The issue: Potentially lucrative trade with Russia would be eased

Considering how long and contentious it was to get this point, the repeal of the Jackson-Vanik amendment was so cut and dried it didn’t even rise to the level of anti-climactic.

As its first act after the congressional elections, the House voted 365-43 to scrap the 38-year-old law. The repeal, ending one of the greatest irritants to U.S.-Russian relations, passed virtually without notice.

THE EFFECT of the repeal, which still must be approved by the Senate, is to lower trade barriers and tariffs, increase intellectual property protections and basically put the United States on the same playing field as the other 155 World Trade Organization members that trade with Russia free of such impediments.

The 1974 amendment, named after Sen. Henry Jackson, D-Wash., and Charles Vanik, D-Ohio, was passed to force the Soviet Union to allow the free emigration of Soviet Jews and other minorities. The law worked, and by the time the Soviet Union fell in 1991 it was irrelevant.

But Congress kept it on the books, both as a lever on Russian foreign policy and because of the lawmakers’ fear of being tarred as “soft on communism,” even though Soviet communism didn’t exist anymore except as a weapon in American politics. The result was that for 20 years, the administration had to waive the law annually.

Still, that fear was real enough to prevent a scheduled vote on the repeal immediately before the election.

REPEALING THE LAW would give American farmers and exporters a shot at a potentially lucrative market where, thanks to Jackson-Vanik, they now play only a small role.

U.S. exports to Russia were worth $11 billion last year, an amount that could double in five years, according to trade groups. The U.S. accounts for only 4.5 percent of Russian imports, compared to 40 percent for the Europeans and 16 percent for the Chinese.

The Jackson-Vanik amendment is part of a bill that still holds irritants for the Russians.

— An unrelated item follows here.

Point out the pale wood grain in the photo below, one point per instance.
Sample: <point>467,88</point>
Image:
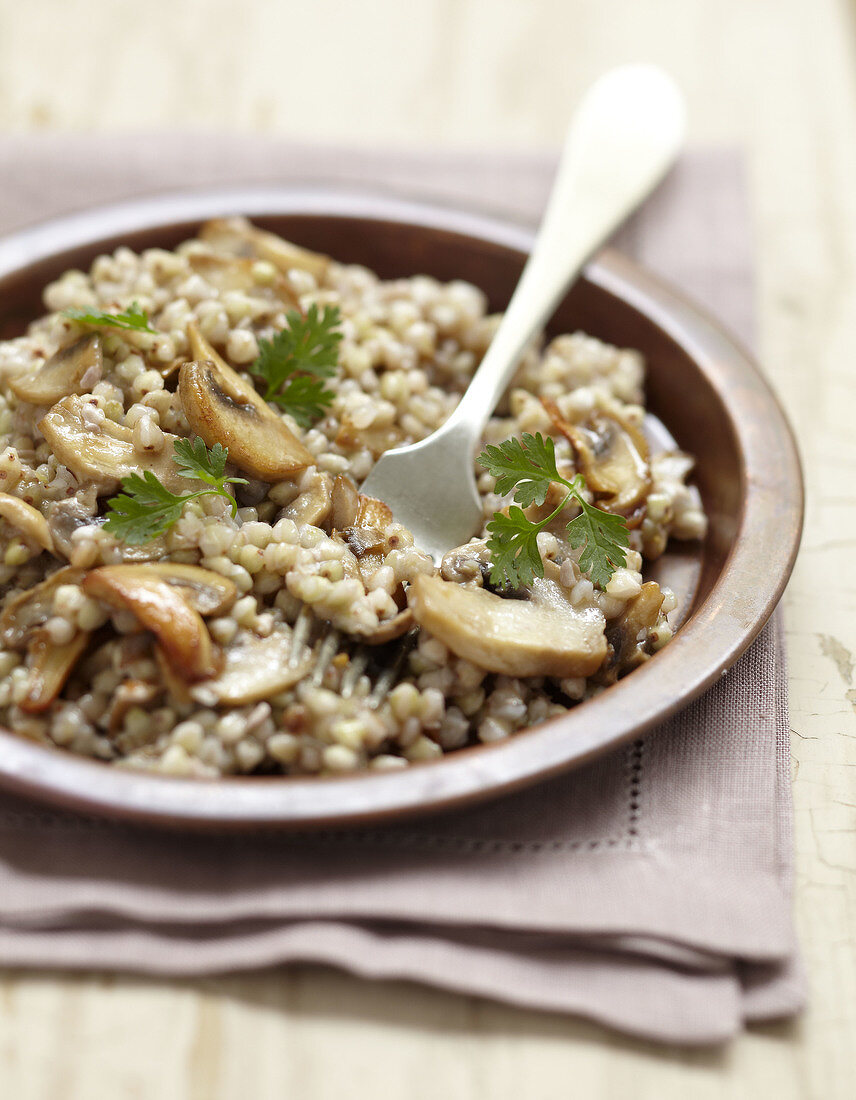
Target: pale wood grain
<point>776,75</point>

It is named after a Russian human rights lawyer and political opposition figure, Sergei Magnitsky, who died under suspicious circumstances in a Russian jail three years ago.

The House version imposes travel restrictions on Russian human rights abusers, prompting the Russian foreign ministry to denounce it as “a defiantly unfriendly and provocative attack,” one that promises a “tough response from our side.”

CONSIDERING THE benefits the repeal will bring Russia, it is probably safe to dismiss this as face-saving bluster. The Russians already have expelled the U.S. Agency for International Development. Any more “tough responses” would only hurt them worse than us.

The Senate should quickly pass, and the White House sign, this bill.